Medicaid expansion, lawmaker death benefit among other bills filed during coronavirus session
Death benefit bill has bipartisan support, would boost payout to families of General Assembly members who die to $50,000.Posted — Updated
But legislators filed a number of other bills Tuesday as well, including one with bipartisan leadership support to boost death benefits paid to the families of lawmakers who die in office.
Democrats also filed a long-shot effort to expand Medicaid, long a goal for Gov. Roy Cooper and other Democrats, but one Republican lawmakers have blocked. The coronavirus pandemic has not changed that math.
House Bill 1042 would increase death benefits for families of lawmakers from $15,000 to $50,000. House Speaker Tim Moore and House Minority Leader Darren Jackson are co-sponsors on the bill, which tweaks benefits in the Legislative Retirement System, but its prospects weren't clear Tuesday night.
There's no corresponding bill in the state Senate, but the House committee this bill was sent to Tuesday meets at 9 a.m. Wednesday, and the bill is on the agenda.
The bill would be retroactive to January 1, covering state reps. MaryAnn Black, D-Durham, and Linda Johnson, R-Cabarrus, who died earlier this year.
The House's COVID-centric bills may get merged into one bill before Wednesday is up, but as filed they break down like this:
- House Bill 1034 is the small-business loan bill, adding $75 million to a bridge loan program being run by Rocky Mount-based economic development foundation Golden LEAF. The Senate's proposal on this, part of a broad single piece of legislation, would put $125 million into the program.
- House Bill 1035 is an education omnibus bill filled with policy changes, including some calendar flexibility. The first day of school next fall under the bill as filed could be no earlier than Aug. 17. Current law says no earlier than the Monday closest to Aug. 26.
- House Bill 1037 is a catch-all bill for health policy changes.
- House Bill 1038 lays out the House's health care funding priorities.
- House Bill 1039 lays out a number of tax and unemployment policy changes, including a delay on interest and penalty charges for income taxes until July 15 and a tax credit to offset unemployment taxes businesses have paid into the system this year.
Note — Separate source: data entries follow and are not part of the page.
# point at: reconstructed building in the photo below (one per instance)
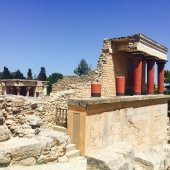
(23, 87)
(139, 120)
(124, 56)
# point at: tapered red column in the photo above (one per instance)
(137, 83)
(18, 90)
(28, 91)
(161, 65)
(143, 76)
(150, 76)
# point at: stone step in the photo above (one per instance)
(59, 128)
(78, 158)
(70, 147)
(73, 165)
(73, 154)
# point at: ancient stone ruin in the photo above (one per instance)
(110, 132)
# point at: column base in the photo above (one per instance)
(137, 93)
(120, 94)
(160, 92)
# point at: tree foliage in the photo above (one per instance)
(6, 73)
(53, 78)
(29, 74)
(42, 75)
(17, 75)
(83, 68)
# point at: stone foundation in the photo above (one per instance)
(94, 124)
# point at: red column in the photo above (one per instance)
(28, 91)
(161, 65)
(150, 76)
(143, 76)
(18, 90)
(137, 79)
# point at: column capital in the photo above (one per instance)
(138, 54)
(161, 61)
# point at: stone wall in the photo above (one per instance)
(140, 121)
(110, 65)
(79, 84)
(23, 139)
(16, 108)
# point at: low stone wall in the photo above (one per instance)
(95, 123)
(16, 108)
(23, 139)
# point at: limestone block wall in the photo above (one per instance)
(110, 65)
(94, 124)
(17, 108)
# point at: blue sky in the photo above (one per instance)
(56, 34)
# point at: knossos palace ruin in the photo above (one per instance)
(110, 119)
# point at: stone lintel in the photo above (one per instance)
(140, 43)
(85, 102)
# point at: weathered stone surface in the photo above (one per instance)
(4, 133)
(22, 148)
(33, 120)
(115, 157)
(5, 158)
(150, 160)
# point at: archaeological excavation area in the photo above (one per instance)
(111, 119)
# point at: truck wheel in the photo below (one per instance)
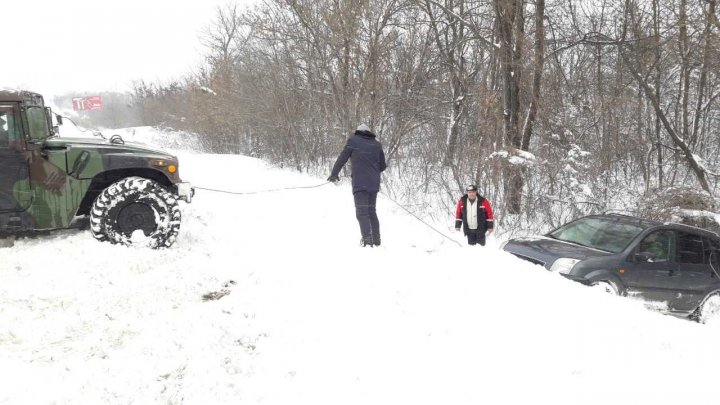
(136, 204)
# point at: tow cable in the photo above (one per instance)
(419, 219)
(259, 191)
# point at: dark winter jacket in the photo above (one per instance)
(367, 160)
(484, 214)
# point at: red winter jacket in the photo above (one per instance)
(484, 214)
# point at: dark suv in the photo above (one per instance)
(672, 264)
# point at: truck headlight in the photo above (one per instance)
(563, 265)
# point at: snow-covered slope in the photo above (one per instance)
(306, 316)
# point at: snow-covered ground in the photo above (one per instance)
(266, 298)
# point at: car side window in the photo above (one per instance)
(690, 248)
(659, 245)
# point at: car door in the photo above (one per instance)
(15, 190)
(695, 274)
(648, 271)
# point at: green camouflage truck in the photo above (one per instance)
(130, 192)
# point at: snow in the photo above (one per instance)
(267, 298)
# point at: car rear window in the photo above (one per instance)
(606, 234)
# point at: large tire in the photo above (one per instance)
(136, 204)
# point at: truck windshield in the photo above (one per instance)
(37, 123)
(606, 234)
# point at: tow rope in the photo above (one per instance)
(419, 219)
(320, 185)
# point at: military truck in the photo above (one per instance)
(129, 192)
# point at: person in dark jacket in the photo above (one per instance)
(367, 160)
(474, 214)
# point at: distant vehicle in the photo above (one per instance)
(672, 264)
(129, 192)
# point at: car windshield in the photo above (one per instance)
(606, 234)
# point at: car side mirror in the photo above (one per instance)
(644, 257)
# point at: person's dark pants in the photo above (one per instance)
(367, 217)
(476, 236)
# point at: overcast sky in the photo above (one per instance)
(84, 46)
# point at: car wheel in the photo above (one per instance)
(136, 211)
(607, 286)
(709, 309)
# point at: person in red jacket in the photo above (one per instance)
(474, 214)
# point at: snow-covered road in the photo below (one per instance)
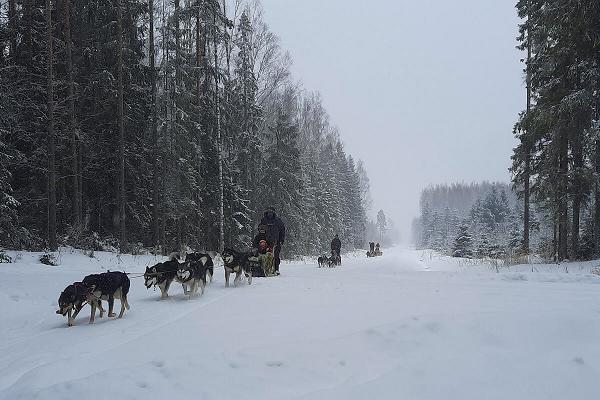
(402, 326)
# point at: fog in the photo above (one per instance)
(424, 92)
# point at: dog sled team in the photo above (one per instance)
(193, 273)
(374, 250)
(335, 259)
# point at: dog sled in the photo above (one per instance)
(374, 250)
(262, 264)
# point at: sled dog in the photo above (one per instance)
(73, 299)
(235, 261)
(109, 286)
(161, 275)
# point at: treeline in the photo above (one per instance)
(159, 124)
(469, 220)
(557, 162)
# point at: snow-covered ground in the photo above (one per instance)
(407, 325)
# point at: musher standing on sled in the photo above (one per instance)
(275, 233)
(336, 249)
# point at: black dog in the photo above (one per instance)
(335, 259)
(323, 261)
(161, 275)
(235, 261)
(109, 286)
(206, 260)
(192, 275)
(72, 300)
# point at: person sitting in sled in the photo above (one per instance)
(263, 250)
(336, 250)
(275, 232)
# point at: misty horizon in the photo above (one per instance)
(428, 100)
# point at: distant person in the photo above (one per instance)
(275, 234)
(336, 250)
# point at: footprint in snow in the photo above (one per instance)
(275, 364)
(579, 360)
(433, 327)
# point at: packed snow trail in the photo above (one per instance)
(401, 326)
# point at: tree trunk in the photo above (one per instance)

Like many elements in the House bills, similar language is in the Senate's bill.
- House Bill 1043 lays out 38 pages of "time sensitive matters," including an extension for Division of Motor Vehicles deadlines.
- House Resolution 1044 lays out the chamber's new rules for the session, which are designed to boost social distancing.
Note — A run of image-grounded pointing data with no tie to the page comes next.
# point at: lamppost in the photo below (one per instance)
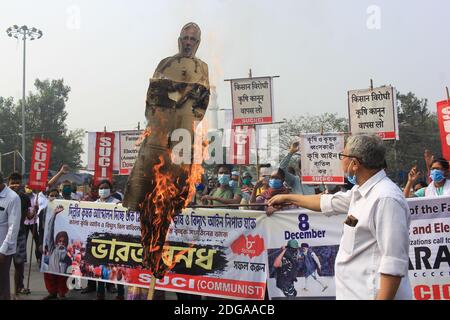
(23, 33)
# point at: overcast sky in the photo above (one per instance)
(107, 50)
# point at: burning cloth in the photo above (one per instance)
(158, 188)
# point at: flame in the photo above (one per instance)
(170, 195)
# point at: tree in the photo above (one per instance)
(45, 116)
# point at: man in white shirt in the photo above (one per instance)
(372, 261)
(10, 215)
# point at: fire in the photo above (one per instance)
(172, 192)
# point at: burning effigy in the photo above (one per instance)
(158, 187)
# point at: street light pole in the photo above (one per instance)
(23, 104)
(31, 34)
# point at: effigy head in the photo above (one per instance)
(189, 40)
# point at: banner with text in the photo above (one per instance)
(443, 113)
(213, 252)
(104, 157)
(374, 111)
(429, 251)
(125, 150)
(302, 248)
(40, 162)
(251, 100)
(320, 158)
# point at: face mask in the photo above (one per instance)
(104, 193)
(351, 179)
(67, 190)
(275, 183)
(224, 179)
(437, 175)
(233, 183)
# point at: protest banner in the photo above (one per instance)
(251, 100)
(40, 161)
(306, 268)
(128, 149)
(231, 253)
(125, 150)
(443, 113)
(104, 157)
(320, 158)
(212, 252)
(373, 111)
(429, 251)
(242, 143)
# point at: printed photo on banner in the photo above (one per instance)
(209, 252)
(252, 100)
(320, 158)
(374, 111)
(302, 251)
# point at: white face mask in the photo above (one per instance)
(104, 193)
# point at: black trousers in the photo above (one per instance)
(32, 228)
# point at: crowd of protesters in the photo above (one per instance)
(23, 212)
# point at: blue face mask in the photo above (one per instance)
(437, 175)
(199, 187)
(351, 179)
(275, 183)
(224, 179)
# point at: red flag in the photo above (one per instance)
(40, 161)
(104, 156)
(443, 112)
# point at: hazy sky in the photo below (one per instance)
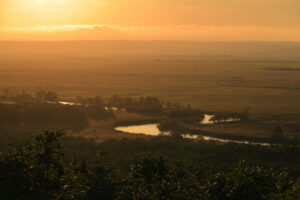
(151, 20)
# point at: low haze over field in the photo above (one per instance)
(149, 100)
(230, 20)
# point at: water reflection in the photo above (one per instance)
(151, 129)
(208, 120)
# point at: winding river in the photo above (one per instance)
(152, 130)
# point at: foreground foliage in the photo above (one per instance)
(38, 172)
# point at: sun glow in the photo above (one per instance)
(28, 13)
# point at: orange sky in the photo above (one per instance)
(206, 20)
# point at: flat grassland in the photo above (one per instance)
(225, 77)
Democrats are pitching a couple of major changes, though the bills may not be heard this session.
House Bill 1040 would expand Medicaid in North Carolina. The bill has more than 40 Democratic co-sponsors, and Cooper's secretary for Health and Human Services, Dr. Mandy Cohen, said during a Tuesday briefing that expansion is "the one thing our state could do right now" to really help North Carolina families and rural hospitals.
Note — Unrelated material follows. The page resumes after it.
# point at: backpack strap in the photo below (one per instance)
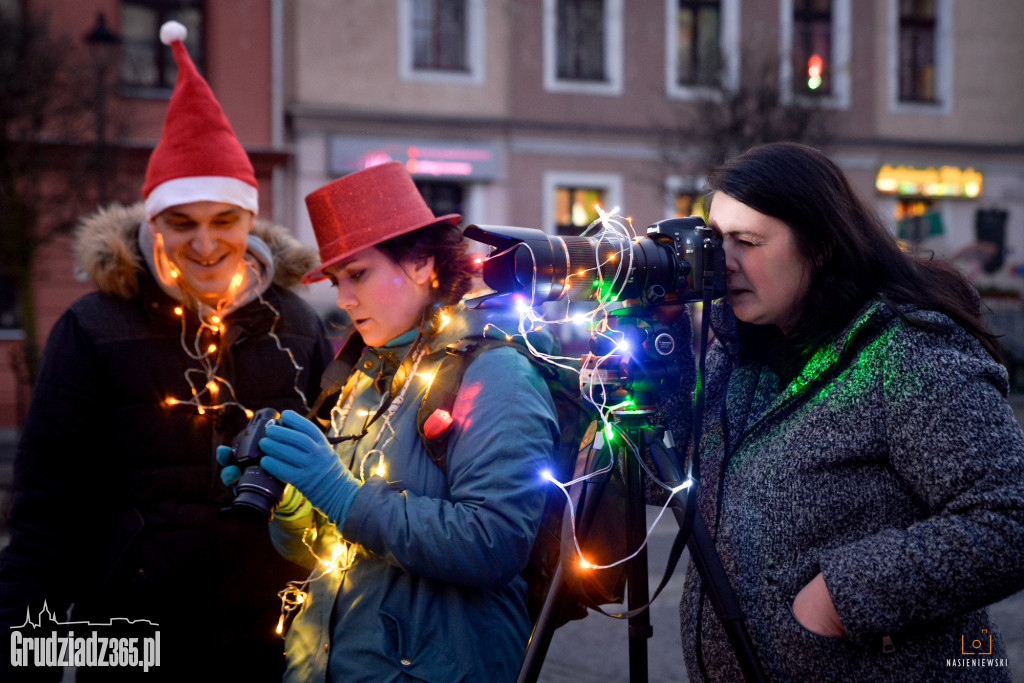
(433, 419)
Democrats also filed House Bill 1046 Tuesday, which would essentially do away in North Carolina with exemptions on paid family leave requirements that were written into the federal Families First Coronavirus Response Act earlier this year.
The bill would require employers to provide at least two weeks paid leave to full-time employees if they have COVID-19 symptoms, are ordered quarantined or must care for children because school is canceled or day care unavailable.
Other bills filed Tuesday:
- Rep. Billy Richardson, D-Cumberland, called for $10 million in emergency assistance for commercial fishermen in House Bill 1045. Grants would be capped at $2,500 per licensed fisher.
- Rep. Keith Kidwell, R-Beaufort, filed House Bill 1033, which would ask voters to amend the state constitution to automatically convene a legislative session when the governor declares a statewide state of emergency.
- Rep. Wayne Sasser, R-Stanly, filed House bill 1036 to appropriate $1 million in water and sewer grant money to the town of Locust.
- House Bill 1041 lays out about 20 appointments by Moore and Senate President Pro Tem Phil Berger to various government boards.
- Senate Bill 705, from Sen. Chuck Edwards, R-Henderson, would provide $50,000 grants to businesses that promote tourism in Buncombe County.